Весь сброд в ночлежках жрет одно и то же. Не то что в ресторане или в АМСовском буфете. Я думаю, это нехорошо, когда все едят одно и то же. Конечно, ни у кого из нас нет выбора, чем именно питаться, ведь все берется из канализации, а у одних пищеварение явно лучше, чем у других. Но мне становится дурно, когда я вижу, как они достают из себя ложками и заполняют тарелки – двадцать или тридцать человек – все одним и тем же… В кризисных центрах и убежищах женщины сплошь прячутся от своих спасителей. Кризисный центр просто так кризисным центром не назовут. Если вам нужен кризис, просто запишитесь. Рубцы, ссадины, синяки под глазами становятся ярче, наливаются цветом, пока женщинам не приходит пора возвращаться, в экстазе страдания, к мужчинам, которые излечат их одним взмахом руки. Некоторые нуждаются в специализированном лечении. Они удаляются шаткой походкой и лежат в парке, или в подвале, или еще где-нибудь, пока не появятся мужчины и не изнасилуют их, и тогда они снова в порядке. «Вот ведь, блин, – говорит мерзкого вида санитар Брэд, – да с ними не приключилось ничего такого (это он про женщин в приюте), чего нельзя вылечить шестидюймовым молодцем». Тод сердито хмурится в ответ. Я тоже терпеть не могу Брэда, и все же, хоть мне неприятно это признавать, порой он бывает абсолютно прав. Что это за мироустройство, если такой тип, как Брэд, может оказаться прав хоть в чем-то?
Я не во всем согласен с Тодом. Далеко не во всем. Например, Тод очень плохо относится к сутенерам. А сутенеры – это выдающиеся личности, которые помимо всего прочего придают городскому пейзажу такой колорит своими стильными одеждами и машинами. Где были бы несчастные девочки без своих сутенеров, которые осыпают их деньгами и ничего не просят взамен? Совсем не то что Тод с его милосердием. Он-то ходит туда втирать грязь в их раны. И торопливо пятится, пока не показался трудяга сутенер и не поднял ее на ноги своими унизанными перстнями кулачищами. Пока он трудится, младенец в колыбели возле койки перестает плакать и засыпает ангельским сном, успокоенный сознанием того, что пришел сутенер.
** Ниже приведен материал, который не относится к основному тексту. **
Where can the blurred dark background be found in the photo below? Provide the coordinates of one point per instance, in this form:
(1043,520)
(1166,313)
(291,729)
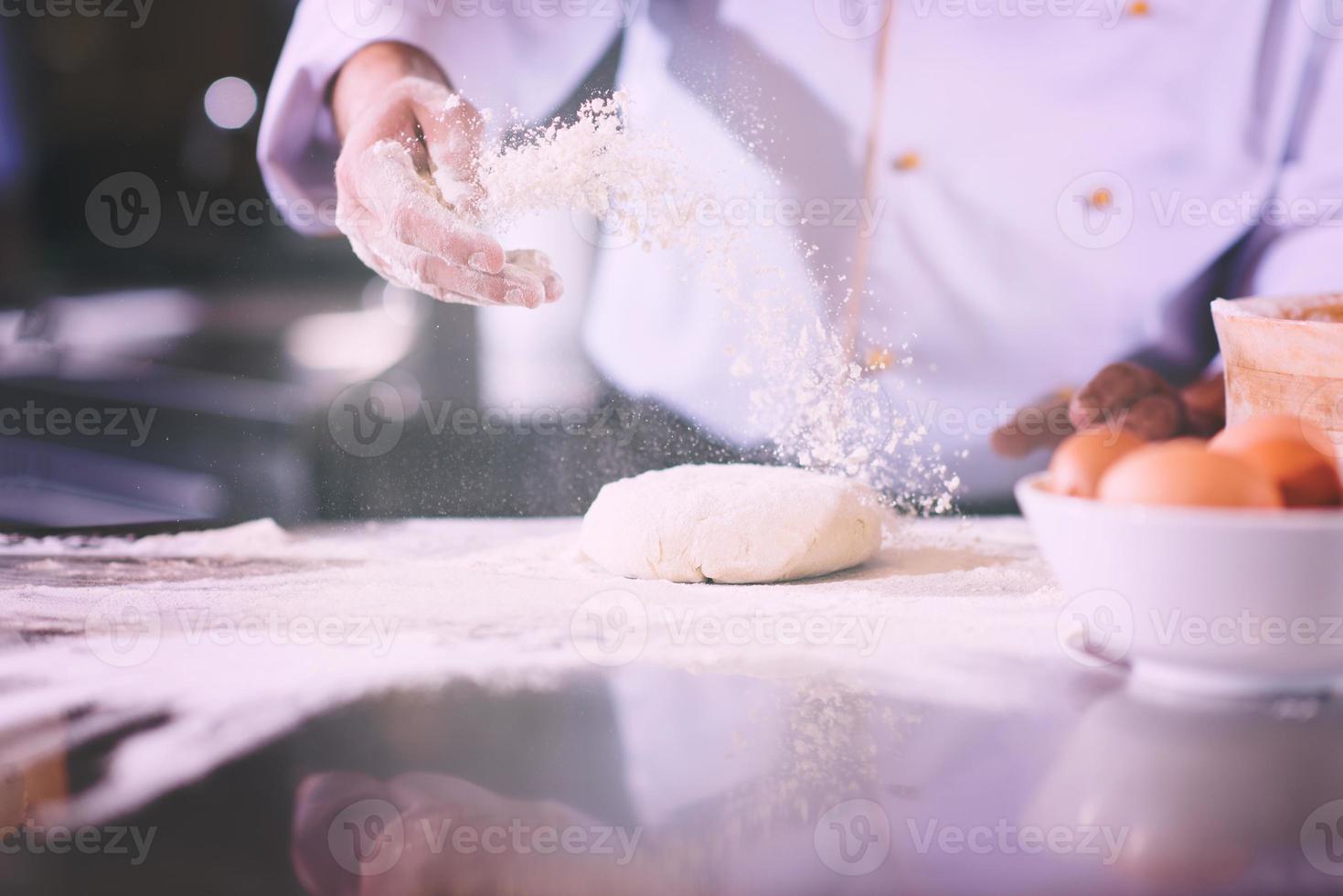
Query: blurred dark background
(186,379)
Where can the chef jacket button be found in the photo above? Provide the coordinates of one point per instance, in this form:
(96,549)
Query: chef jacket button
(877,357)
(907,162)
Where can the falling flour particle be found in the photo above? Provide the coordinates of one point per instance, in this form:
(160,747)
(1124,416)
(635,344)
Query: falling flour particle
(821,409)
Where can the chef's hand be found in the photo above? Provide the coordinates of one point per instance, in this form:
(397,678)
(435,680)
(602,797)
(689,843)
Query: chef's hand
(1127,395)
(406,185)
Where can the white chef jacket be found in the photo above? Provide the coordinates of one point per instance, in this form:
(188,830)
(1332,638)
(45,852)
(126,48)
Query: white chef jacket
(1061,183)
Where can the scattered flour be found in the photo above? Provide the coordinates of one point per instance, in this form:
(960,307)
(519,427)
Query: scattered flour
(227,624)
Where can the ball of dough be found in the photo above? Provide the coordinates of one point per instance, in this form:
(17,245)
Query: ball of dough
(735,523)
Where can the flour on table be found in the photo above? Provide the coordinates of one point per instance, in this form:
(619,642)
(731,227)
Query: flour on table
(252,630)
(735,523)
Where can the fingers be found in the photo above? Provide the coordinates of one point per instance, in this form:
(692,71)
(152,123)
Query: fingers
(447,283)
(443,235)
(392,208)
(1034,427)
(540,265)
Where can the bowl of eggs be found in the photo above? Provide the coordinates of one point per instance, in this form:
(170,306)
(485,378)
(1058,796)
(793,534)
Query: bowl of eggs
(1214,566)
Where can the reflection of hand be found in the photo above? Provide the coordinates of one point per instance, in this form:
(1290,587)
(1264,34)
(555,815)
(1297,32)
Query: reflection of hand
(447,836)
(406,191)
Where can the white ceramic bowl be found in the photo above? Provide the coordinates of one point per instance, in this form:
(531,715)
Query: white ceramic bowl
(1208,600)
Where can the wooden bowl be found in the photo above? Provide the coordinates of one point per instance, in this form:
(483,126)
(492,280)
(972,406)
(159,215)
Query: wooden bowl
(1284,355)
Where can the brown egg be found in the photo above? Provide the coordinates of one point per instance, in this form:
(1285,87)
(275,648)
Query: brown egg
(1303,475)
(1269,427)
(1185,473)
(1084,457)
(1287,449)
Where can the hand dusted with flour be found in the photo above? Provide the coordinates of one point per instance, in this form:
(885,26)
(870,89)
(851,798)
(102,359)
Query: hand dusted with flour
(735,523)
Айрин все так же регулярно названивает, но мне не следует давать волю своим упованиям. Я думал, что она потихоньку идет на сближение. Ан нет. Она вновь мстительно восстала против нас. С чего, я не знаю. Может, мы что-нибудь не так сказали?
Но то, как Тод смотрит на женщин на улице, уже внушает некоторый оптимизм. Теперь его взор устремляется именно туда, куда я хочу посмотреть. Наши императивы и приоритеты отнюдь не полностью совпадают, но они, во всяком случае, пересекаются. Нам нравятся женщины одного типа – женственные. Сперва Тод смотрит на лицо, потом на грудь, потом на низ живота. Если он смотрит со спины, то последовательность такая: волосы, талия, крестец. Судя по всему, ногами ни он, ни я особо не интересуемся, но мне кажется, не мешало бы рассматривать их чуть повнимательней.